13 parts Ongoing İnsan bir şeyin kıymetini niye hep o şeyi kaybettiğinde anlar.Niye elindeyken, ona aitken kıymet bilmez,görmez,duymaz hissetmez de kaybettiğinde ona ihtiyaç duyacak hale gelir mesela.
Özgürlük ,özgür olma durumu,dışarı çıkmak,gezmek,dolaşmak belki alışveriş yapmak, işe gitmek,arkadaşlarınla bir kafede oturup bir şeyler içmek hemen hemen hepimizin günlük hayatımızda yaşadığımız şeyler değil midir.Hatta çoğu zaman bize sıkıcı gelir ,bazen hiç evden çıkasımız gelmez,yatağımızdan çıkmak istemeyiz mesela.Sabah uyanmak,dışarı çıkmadan hazırlanmak zor gelir insana değil mi. Ne giyineceğini düşünmek,ulaşımını düşünmek,harcayacağın parayı düşünmek insanı hesap yapmaya iter, sonra tıkış pıkış bir otobüste giderken bu insan karmaşasından nefret edersin,stres seviyen artar,anksiyeten de cabası.Birisi sana bir şey sorsa cevap vermeye çekinirsin....
Bunların hepsi olabilir.... Daha doğrusu olabilirdi ama artık pekte mümkün gözükmüyor. Neden mi?
Çünkü artık özgür değilsin. Ülkende ve hatta bütün dünyada bir salgın hastalık mevcut ve henüz bir tedavisi mevcut değil.Her gün yüzbinden fazla insanın öldüğü ülkende artık bu sıradan şeyleri de yapamayacaksın.Dışarı çıkamayacak,işe gidemeyecek ,arkadaşlarınla buluşamayacaksın .Bunların hepsi artık çok büyük bir tehlike.... Sonu ölüm ...

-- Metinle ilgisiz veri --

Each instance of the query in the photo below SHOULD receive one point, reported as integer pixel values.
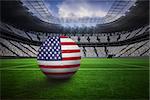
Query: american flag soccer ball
(59, 57)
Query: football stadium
(113, 37)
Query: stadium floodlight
(41, 9)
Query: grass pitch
(97, 79)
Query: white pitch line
(128, 64)
(84, 69)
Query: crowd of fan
(12, 48)
(83, 38)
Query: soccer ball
(59, 57)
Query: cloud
(80, 9)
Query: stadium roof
(12, 12)
(78, 12)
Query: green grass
(108, 79)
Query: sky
(78, 8)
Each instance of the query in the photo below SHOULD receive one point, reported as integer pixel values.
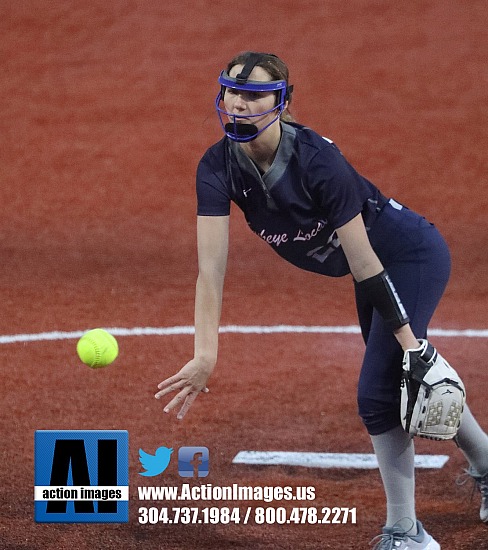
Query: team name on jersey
(277, 239)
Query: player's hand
(189, 382)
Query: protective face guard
(242, 132)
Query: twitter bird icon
(155, 464)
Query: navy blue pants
(418, 262)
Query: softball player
(300, 195)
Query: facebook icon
(193, 461)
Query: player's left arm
(371, 277)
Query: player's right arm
(212, 245)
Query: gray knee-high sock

Ve sen şimdi ne demek istediğimi anlıyor musun???
İnsan bir şeyin kıymetini ,değerini niye hep o şeyi kaybettiğinde anlar...
...
Öyle bir curcuna hakimdi ki her şey birbirine karışmıştı. Bir kadın çığlık attı. Bir adam cam kapıya yumruk attı. Bir çocuk, annesinin arkasına saklandı.Ve ben elimdeki steteskopu var gücümle sıkmaktan başka hiçbir şey yapamadım.
Sonra bir telefon geldi.Ve bu telefon bizim felaketimizn başlangıcı oldu.İşte asıl hikaye de burada başladı.